Although much of the discussion centres around journey times the main benefit of high speed rail for the north would be the creation of much-needed capacity, not just for passenger trains but also for freight. The Port of Liverpool has expended rapidly over the past five years and better transport links are needed for the port to reach its full potential.

Mr Rotheram said the the Government had missed a “once in a generation opportunity to revolutionise our country’s rail network”. But he said what we had was a Government “pretending to deliver that transformation but doing it on the cheap”.

He added: “Communities across the north have been held back for decades, forced to accept sticking plaster solutions and grossly underfunded by government. Today’s announcement is a continuation of that.

Steve Rotheram
Liverpool City Region Metro Mayor Steve Rotheram. Picture by Tony McDonough

 

“Earlier this year, I warned that the Government was heading towards this path – that they would try to force us to accept a cheap and nasty option that would be detrimental, not only to our region, but to the wider north and UK as a whole.

“It won’t deliver the £16bn of economic benefit we were promised; it won’t free up freight capacity or take heavily-polluting HGVs off the road, and it won’t help connect our region with opportunities across the country. Instead, it looks set to cause us all of the pain of years long disruption with none of the benefits on the other side – and won’t be delivered any faster than existing plans.

“It’s not too late to fix this. My door is open if the Government is serious about levelling up the North and want to engage with us.”

The 2019 Conservative election manifesto said: “We will build Northern Powerhouse Rail between Leeds and Manchester and then focus on Liverpool, Tees Valley, Hull, Sheffield and Newcastle.”

However, those commitments are now significantly watered down. Cllr Louise Gittins, interim chair of Transport for the North, said: “Today’s announcement is woefully inadequate. After decades of underfunding, the rail network in the North is not fit for purpose.

“It is largely twin-track Victorian infrastructure trying to cope with the demands of a 21st century economy. Leaders from across the North and from across the party political divide came together to ask for a network that would upgrade the North for this century and in line with the rest of the country.

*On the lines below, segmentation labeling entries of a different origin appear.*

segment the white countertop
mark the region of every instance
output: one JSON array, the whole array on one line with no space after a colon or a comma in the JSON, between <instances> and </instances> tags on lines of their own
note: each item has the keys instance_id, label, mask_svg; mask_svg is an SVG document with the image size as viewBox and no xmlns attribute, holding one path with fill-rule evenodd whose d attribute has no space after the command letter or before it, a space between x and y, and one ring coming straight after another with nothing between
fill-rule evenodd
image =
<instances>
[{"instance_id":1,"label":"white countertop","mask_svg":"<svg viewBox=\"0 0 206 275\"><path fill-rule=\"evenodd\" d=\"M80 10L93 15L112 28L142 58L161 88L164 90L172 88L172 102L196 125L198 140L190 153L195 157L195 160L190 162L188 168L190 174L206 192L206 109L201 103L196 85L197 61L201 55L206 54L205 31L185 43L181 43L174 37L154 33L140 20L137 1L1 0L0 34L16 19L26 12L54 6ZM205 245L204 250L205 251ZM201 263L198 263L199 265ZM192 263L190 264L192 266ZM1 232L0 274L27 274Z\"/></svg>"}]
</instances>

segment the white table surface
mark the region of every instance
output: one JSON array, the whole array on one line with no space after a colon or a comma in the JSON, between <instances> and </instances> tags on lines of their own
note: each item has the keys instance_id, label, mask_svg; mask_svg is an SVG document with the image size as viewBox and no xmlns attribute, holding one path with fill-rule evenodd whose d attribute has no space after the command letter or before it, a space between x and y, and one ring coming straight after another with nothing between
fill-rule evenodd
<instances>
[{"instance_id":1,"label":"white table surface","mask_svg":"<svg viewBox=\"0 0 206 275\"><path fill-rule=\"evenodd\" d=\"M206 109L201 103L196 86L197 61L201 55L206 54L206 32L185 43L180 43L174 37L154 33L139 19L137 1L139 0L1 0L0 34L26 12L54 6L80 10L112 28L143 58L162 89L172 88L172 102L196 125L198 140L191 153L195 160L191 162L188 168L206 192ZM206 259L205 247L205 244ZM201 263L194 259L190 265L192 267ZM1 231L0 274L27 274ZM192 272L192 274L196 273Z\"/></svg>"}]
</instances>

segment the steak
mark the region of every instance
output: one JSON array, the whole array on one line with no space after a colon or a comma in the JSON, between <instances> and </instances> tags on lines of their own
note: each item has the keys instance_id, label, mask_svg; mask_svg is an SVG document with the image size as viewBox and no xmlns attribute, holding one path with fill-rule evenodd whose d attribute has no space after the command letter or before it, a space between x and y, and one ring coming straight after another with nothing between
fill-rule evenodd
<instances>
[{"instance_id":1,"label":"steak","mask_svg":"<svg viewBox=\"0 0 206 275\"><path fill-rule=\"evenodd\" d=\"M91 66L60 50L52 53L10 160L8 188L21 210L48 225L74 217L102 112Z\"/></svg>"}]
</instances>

“Our statutory advice asked for an over £40 billion network but the Government has decided to provide even less than half of that. The leaders of the North, jointly with Government, have worked hard to come up with an evidence-led plan to help reverse the chasm of under investment over the last four decades.

“That doesn’t mean a bit here and a bit there of minor upgrades to the existing network. It means transformational change for the whole rail network. That means building HS2 and Northern Powerhouse Rail in full. 

“While we have been working on our upgrade plans we have watched as billions have been poured into HS2 building work from London to Birmingham. We have watched as billions have been poured into Crossrail being dug out and built across the capital. It is time for the North to have its fair share.”

Her claims are backed up by new figures from think tank, IPPR North, which reveals that if the north had received the same transport investment as London over the last decade, it would have received £86bn more than it has.

Independent analysis of past transport spending published by IPPR North shows that between 2009/10-2019/20, the North received just £349 per person in transport spending. For context, the UK overall received £430 per person, and London received £864 per person. 

IPPR North
IPPR North graph showing transport investment over the past decade

 

Marcus Johns, research fellow at IPPR North, added: “The Integrated Rail Plan appears to be a levelling down of the Government’s commitment to the North. Not only does it break the Prime Minister’s own promises and his manifesto pledges, but it also breaks many years’ worth of plans and assurances to the north of England.

“The North is now reliant on creaking Victorian infrastructure that undermines its economy, its people’s quality of life and its ability to reduce emissions. A good transport network requires both strong strategic national rail links and high-quality local transport, the North shouldn’t have to take one or the other.”